The police operation targets all illegal immigrants and has already netted some 2,000 arrested, who face immediate deportation. The door-to-door tactics have again revealed the deep penetration of the city’s center section by at least 100,000 illegal aliens, which is only a small part of the estimated 1.5 million largely undocumented persons who illegally reside in Greece.
Citizen’s Protection Minister Nikos Dendias used unusually harsh language to describe the illegal migrant crisis as threatening the very foundations of the country; illegal immigration, Dendias underlined, “...is a bomb placed in the foundation of society and state” and has brought Greece “on the verge of collapse”.
The only argument against the police operation came, not unexpectedly, from the SYRIZA leftwing party, which has a long history of agitating in favor of illegal immigrants, and advocating open borders and the mass naturalization of all undocumented aliens via cursory processes.
Greek governments since the fall of communism, and the opening of borders across the former eastern bloc, failed disastrously to stem illegal arrivals in Greece – first, by doing little to stem the early Albanian invasion, which transformed an estimated half of the Albanian population of roughly 3 million into casual border crossers with at least 500,000 establishing permanent residence within Greece; and, secondly, by failing to oppose another invasion began in the early years of the 21st century, this time one of Afro-Asians, over the country’s eastern border, with Turkey acting as a facilitator of undocumented aliens from the crisis areas of Asia and Africa seeking to reach Europe.
At the root of the illegal immigration crisis is a complex set of factors including the failed policies of “multiculturalism” and “tolerance” promoted by the European Union; the refusal of Greece’s “partners” to provide effective aid to the Greek government in order to combat the onslaught; the equally hypocritical and politically motivated criticism from European countries concerning the “unacceptable” conditions meeting illegal aliens once they have become unwanted “guests” in Greece to be provided with the essential by spending Greek taxpayers’ money; the appalling Dublin II agreement that has effectively turned Greece into a repository of illegal aliens; and the burgeoning networks of human traffickers who work in profitable relation with Turkey in pushing an estimated 100,000 illegals over the border with Greece each year.

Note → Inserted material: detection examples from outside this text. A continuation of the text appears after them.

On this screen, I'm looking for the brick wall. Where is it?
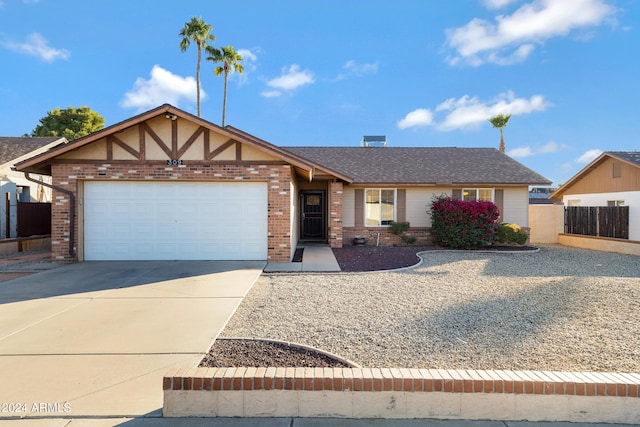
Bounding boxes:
[342,227,432,246]
[329,181,343,248]
[163,367,640,423]
[51,162,291,262]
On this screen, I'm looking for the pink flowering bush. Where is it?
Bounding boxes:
[431,195,500,249]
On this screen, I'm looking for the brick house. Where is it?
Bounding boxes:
[17,104,549,262]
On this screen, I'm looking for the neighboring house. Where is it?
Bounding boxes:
[529,187,561,205]
[0,136,67,238]
[549,151,640,241]
[17,104,550,261]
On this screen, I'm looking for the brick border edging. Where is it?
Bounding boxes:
[163,367,640,398]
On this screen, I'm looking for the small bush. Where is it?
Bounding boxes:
[430,195,500,249]
[496,223,529,245]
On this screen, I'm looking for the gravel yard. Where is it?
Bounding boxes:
[221,247,640,372]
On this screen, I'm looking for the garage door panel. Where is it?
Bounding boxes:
[84,181,267,260]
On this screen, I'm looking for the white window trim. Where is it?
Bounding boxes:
[462,187,496,203]
[362,187,398,227]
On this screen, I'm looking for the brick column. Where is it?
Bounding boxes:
[329,181,343,248]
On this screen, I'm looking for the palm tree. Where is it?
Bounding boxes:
[207,46,244,126]
[179,16,216,117]
[489,114,511,153]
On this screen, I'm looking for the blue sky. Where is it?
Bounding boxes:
[0,0,640,185]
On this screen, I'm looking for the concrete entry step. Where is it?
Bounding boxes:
[264,243,340,273]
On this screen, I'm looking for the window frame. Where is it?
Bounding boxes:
[460,187,496,203]
[363,187,398,227]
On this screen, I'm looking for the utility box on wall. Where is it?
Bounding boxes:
[0,180,18,239]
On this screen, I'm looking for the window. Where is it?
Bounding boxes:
[613,163,622,178]
[364,188,396,226]
[462,188,493,202]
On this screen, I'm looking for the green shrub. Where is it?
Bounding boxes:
[496,223,529,245]
[430,195,500,249]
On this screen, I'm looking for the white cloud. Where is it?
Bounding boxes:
[333,59,378,81]
[398,108,433,129]
[120,65,201,110]
[507,147,535,157]
[507,141,567,157]
[260,90,282,98]
[575,148,602,165]
[0,33,71,62]
[262,64,315,98]
[397,91,551,132]
[538,141,567,153]
[482,0,517,9]
[446,0,615,66]
[436,91,550,131]
[231,49,258,84]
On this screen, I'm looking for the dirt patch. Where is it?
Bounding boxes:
[333,245,537,272]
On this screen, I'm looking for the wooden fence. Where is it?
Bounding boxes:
[564,206,629,239]
[18,202,51,237]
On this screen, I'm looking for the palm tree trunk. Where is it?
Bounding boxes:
[196,43,202,117]
[222,73,229,127]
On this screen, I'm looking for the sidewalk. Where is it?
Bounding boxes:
[0,418,631,427]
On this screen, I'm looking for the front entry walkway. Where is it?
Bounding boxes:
[0,261,265,418]
[264,243,341,273]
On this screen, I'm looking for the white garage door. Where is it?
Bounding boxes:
[83,181,267,261]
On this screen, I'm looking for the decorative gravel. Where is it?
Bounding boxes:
[199,339,350,368]
[222,246,640,372]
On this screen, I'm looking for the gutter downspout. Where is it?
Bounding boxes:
[24,172,76,258]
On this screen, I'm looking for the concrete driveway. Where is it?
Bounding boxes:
[0,261,265,419]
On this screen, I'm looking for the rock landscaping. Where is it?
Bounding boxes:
[222,247,640,372]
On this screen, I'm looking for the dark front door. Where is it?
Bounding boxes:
[300,191,327,240]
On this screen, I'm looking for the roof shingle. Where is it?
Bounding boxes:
[606,151,640,166]
[0,136,63,165]
[282,147,551,185]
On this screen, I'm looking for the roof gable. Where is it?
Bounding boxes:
[549,151,640,199]
[0,136,67,165]
[17,104,336,181]
[286,147,551,185]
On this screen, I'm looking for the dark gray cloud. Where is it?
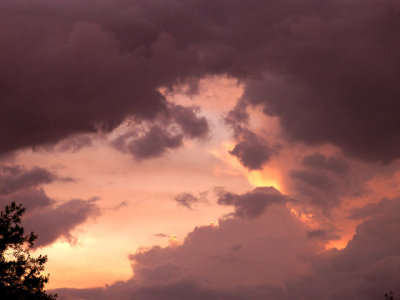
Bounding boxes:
[225,101,276,170]
[287,199,400,300]
[23,199,100,247]
[290,153,367,213]
[0,188,55,214]
[218,187,288,219]
[53,199,316,300]
[0,0,400,162]
[112,104,209,160]
[127,126,183,159]
[0,165,100,247]
[174,192,207,209]
[51,280,285,300]
[229,130,275,170]
[170,105,208,138]
[54,198,400,300]
[0,165,59,195]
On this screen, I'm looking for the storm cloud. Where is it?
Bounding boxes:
[0,0,400,162]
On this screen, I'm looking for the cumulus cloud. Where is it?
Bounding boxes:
[218,187,288,219]
[57,198,400,300]
[174,192,207,209]
[287,198,400,300]
[23,199,100,247]
[289,153,367,213]
[0,0,400,162]
[225,101,276,170]
[57,204,319,300]
[0,165,101,247]
[112,104,209,160]
[0,165,59,195]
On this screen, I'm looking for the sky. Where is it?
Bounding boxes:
[0,0,400,300]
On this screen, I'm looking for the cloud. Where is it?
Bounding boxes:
[0,165,59,195]
[23,199,100,247]
[112,104,209,160]
[57,198,400,300]
[57,204,319,300]
[229,130,274,170]
[225,101,276,170]
[289,153,367,214]
[174,192,207,209]
[0,188,55,214]
[218,187,288,219]
[0,0,400,162]
[0,165,101,247]
[287,198,400,300]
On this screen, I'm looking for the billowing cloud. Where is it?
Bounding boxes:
[287,199,400,300]
[225,101,276,170]
[0,0,400,162]
[112,105,209,160]
[0,188,55,213]
[229,130,274,170]
[23,199,100,247]
[58,199,400,300]
[0,165,59,195]
[174,192,207,209]
[57,204,319,300]
[0,165,100,247]
[218,187,288,219]
[290,153,367,213]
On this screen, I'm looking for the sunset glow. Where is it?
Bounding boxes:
[0,0,400,300]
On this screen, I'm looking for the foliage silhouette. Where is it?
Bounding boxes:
[0,202,57,300]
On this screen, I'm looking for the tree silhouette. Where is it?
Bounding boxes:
[0,202,57,300]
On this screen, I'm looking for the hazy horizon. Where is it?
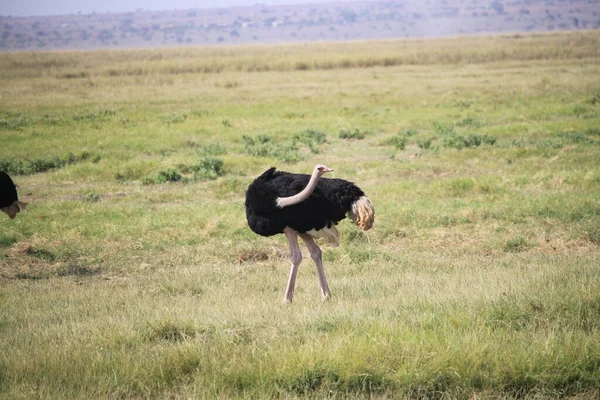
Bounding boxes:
[0,0,364,17]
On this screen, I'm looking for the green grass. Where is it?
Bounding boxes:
[0,31,600,399]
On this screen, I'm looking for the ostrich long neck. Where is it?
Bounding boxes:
[277,170,321,208]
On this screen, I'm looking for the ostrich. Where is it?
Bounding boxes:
[245,164,375,303]
[0,171,27,219]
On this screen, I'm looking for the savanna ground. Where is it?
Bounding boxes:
[0,31,600,399]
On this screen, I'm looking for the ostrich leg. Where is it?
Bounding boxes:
[283,227,302,303]
[300,233,331,301]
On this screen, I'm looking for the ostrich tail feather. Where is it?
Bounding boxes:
[348,196,375,231]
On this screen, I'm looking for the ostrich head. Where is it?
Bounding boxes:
[313,164,333,178]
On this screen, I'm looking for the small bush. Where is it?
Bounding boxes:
[200,143,227,156]
[504,236,530,253]
[390,134,406,150]
[417,137,435,150]
[156,168,183,183]
[292,129,327,154]
[242,135,302,163]
[442,133,496,149]
[0,152,100,175]
[339,128,365,139]
[84,193,101,203]
[160,114,187,124]
[192,156,223,180]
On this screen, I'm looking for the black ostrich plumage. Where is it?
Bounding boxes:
[245,167,365,236]
[0,171,19,208]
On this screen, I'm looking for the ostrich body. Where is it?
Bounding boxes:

However, the current attempt to clean up Athens, and the perceived willingness of the Samaras government acting to stem the invasion and roll back the throngs, represents a step that is more likely too little too late. The illegal immigration crisis, Minister Dendias suggested, threatens the country with collapse and is “perhaps” more serious than the economic crisis that is currently unhinging Greece. In other words, Minister Dendias recognized in all but in specific wording that illegal immigration has become the key national security threat facing Greece today. The pattern of behavior of Greek governments to date though demonstrate that the fact hasn’t sunk in and, even worse, that the willingness to adopt methods appropriate to the significance of the threat is currently lacking.
Calling things by their true names is not a prominent characteristic of Greek politicians, and that is why the Dendias urgent call acquires added importance: the situation, the minister’s words suggest, has literally gotten out of control to the point where even the traditionally inactive Greek political class, or at least part of it, now sees a clear and present danger that must be tackled right away.
In an ideal world, shaping a posture of “zero tolerance” to illegal immigration would have been the least that Greece could do in order to begin an effective defense against the throngs rolling across the border. But Greece now lies bankrupt and broken, her sovereignty effectively abolished by the “bailout” terms that methodically destroy the country’s economy and society. In such a wonderfully “democratic world” defending one’s own home has become problematic.
The Research Institute of European and American Studies has never stopped highlighting illegal immigration as the primary national security threat of current times. But this is not the occasion to say “I told you so.” The occasion rather calls for action, even within a field of national initiatives dramatically hamstrung by the Troika’s own deliberate assault against Greece.
In the opposite case, expect illegal immigrants, restricted inside Greece by Dublin, to grow quickly into a desperate mob willing to take things to extremes. And with Greek society reduced daily to desperation and agony, the situation could develop in a way that will require a lot more than sermons by “human rights” activists to bring under control – if, of course, control remains a possibility.